Le risque de corrosion est plus élevé lorsque la température de fonctionnement de l'application augmente. La chaleur peut accélérer la destruction du film d'oxyde passif externe protecteur du tube, favorisant ainsi la formation de corrosion par piqûres.
Malheureusement, la corrosion par piqûres et la corrosion caverneuse localisées sont souvent difficiles à détecter, ce qui complique leur identification, leur prévision et la conception des installations. Face à ces risques, les propriétaires, exploitants et responsables de plateformes doivent faire preuve de prudence lors du choix du matériau de tuyauterie le plus adapté à leur application. Le choix du matériau constitue leur première ligne de défense contre la corrosion ; il est donc essentiel de faire le bon choix. Heureusement, ils peuvent s’appuyer sur une mesure simple mais très efficace de la résistance à la corrosion localisée : l’indice PREN (Pitting Resistance Equivalent Number). Plus la valeur PREN d’un métal est élevée, plus sa résistance à la corrosion localisée est importante.
Cet article explique comment identifier la corrosion par piqûres et la corrosion caverneuse et comment optimiser le choix des matériaux de tubage pour les applications pétrolières et gazières offshore en fonction de la valeur PREN du matériau.
La corrosion localisée se produit sur de petites zones, contrairement à la corrosion générale qui est plus uniforme sur la surface métallique. La corrosion par piqûres et la corrosion caverneuse commencent à se former sur les tubes en acier inoxydable 316 lorsque le film d'oxyde passif externe riche en chrome se rompt sous l'effet de fluides corrosifs, notamment l'eau salée. Les environnements marins riches en chlorures, en mer comme à terre, ainsi que les températures élevées et même la contamination de la surface des tubes, augmentent le risque de dégradation de ce film de passivation.
La corrosion par piqûres se produit lorsque le film de passivation d'une canalisation est détruit, formant de petites cavités ou piqûres à sa surface. Ces piqûres ont tendance à s'agrandir sous l'effet de réactions électrochimiques, provoquant la dissolution du fer dans la solution au fond de la piqûre. Le fer dissous diffuse ensuite vers la surface et s'oxyde pour former de l'oxyde de fer ou de la rouille. À mesure que la piqûre s'approfondit, les réactions électrochimiques s'accélèrent, la corrosion s'intensifie et peut entraîner la perforation de la paroi de la canalisation et des fuites.
Les tubes sont plus sensibles à la corrosion par piqûres lorsque leur surface extérieure est contaminée (Figure 1). Par exemple, la contamination due aux opérations de soudage et de meulage peut endommager la couche d'oxyde passive du tuyau, favorisant ainsi la formation et l'accélération de la corrosion par piqûres. Il en va de même pour toute contamination provenant des tuyaux eux-mêmes.
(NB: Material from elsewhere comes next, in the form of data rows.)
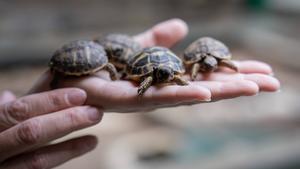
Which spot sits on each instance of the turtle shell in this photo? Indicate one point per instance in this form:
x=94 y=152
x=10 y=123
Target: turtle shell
x=203 y=47
x=119 y=48
x=78 y=58
x=144 y=62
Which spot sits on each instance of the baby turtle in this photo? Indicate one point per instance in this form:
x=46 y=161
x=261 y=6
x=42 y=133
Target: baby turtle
x=119 y=48
x=79 y=58
x=155 y=65
x=205 y=55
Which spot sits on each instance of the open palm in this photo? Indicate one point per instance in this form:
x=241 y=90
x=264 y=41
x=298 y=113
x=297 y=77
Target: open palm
x=121 y=95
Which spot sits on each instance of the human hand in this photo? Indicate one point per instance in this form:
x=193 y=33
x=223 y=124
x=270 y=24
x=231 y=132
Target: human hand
x=29 y=123
x=121 y=95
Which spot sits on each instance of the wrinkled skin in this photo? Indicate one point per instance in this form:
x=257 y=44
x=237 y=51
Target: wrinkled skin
x=121 y=95
x=29 y=123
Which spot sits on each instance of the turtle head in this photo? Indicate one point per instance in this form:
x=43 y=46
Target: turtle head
x=163 y=74
x=209 y=64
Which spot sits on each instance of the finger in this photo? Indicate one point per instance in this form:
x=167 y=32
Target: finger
x=173 y=94
x=264 y=82
x=53 y=155
x=231 y=89
x=38 y=104
x=250 y=66
x=42 y=129
x=6 y=97
x=166 y=33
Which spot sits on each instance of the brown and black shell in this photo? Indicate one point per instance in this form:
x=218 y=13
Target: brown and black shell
x=205 y=46
x=145 y=61
x=78 y=58
x=119 y=48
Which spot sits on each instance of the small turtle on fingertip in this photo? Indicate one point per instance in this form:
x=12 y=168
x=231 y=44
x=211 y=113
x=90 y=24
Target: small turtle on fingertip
x=155 y=65
x=205 y=55
x=119 y=48
x=79 y=58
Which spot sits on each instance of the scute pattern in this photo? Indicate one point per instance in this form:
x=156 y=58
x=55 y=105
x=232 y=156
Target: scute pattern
x=205 y=46
x=79 y=57
x=144 y=62
x=119 y=47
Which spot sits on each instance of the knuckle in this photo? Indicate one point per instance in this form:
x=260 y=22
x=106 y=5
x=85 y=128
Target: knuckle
x=37 y=161
x=56 y=100
x=16 y=111
x=29 y=132
x=74 y=117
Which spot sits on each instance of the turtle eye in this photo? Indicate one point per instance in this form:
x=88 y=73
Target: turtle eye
x=118 y=52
De plus, l'évaporation des gouttelettes de saumure entraîne la formation de cristaux de sel humides sur les tuyaux, qui protègent la couche d'oxyde et peuvent également provoquer une corrosion par piqûres. Pour prévenir ces types de contamination, maintenez vos tuyaux propres en les rinçant régulièrement à l'eau claire.
Figure 1 – Un tuyau en acier inoxydable 316/316L contaminé par de l’acide, de la saumure et d’autres dépôts est très susceptible à la corrosion par piqûres.
Corrosion par piqûres. Dans la plupart des cas, la corrosion par piqûres est facilement identifiable par l'opérateur. Cependant, la corrosion par piqûres est difficile à détecter et présente un risque accru pour les opérateurs et le personnel. Elle se produit généralement sur les tuyaux présentant des espaces réduits entre les matériaux environnants, comme les tuyaux maintenus en place par des colliers ou installés côte à côte. Lorsque la saumure s'infiltre dans la crevasse, une solution de chlorure ferrique (FeCl3) acidifiée et chimiquement agressive se forme progressivement, provoquant une corrosion par piqûres accélérée (Figure 2). Les crevasses elles-mêmes augmentant le risque de corrosion, la corrosion par piqûres peut se produire à des températures bien inférieures à celles de la corrosion par piqûres.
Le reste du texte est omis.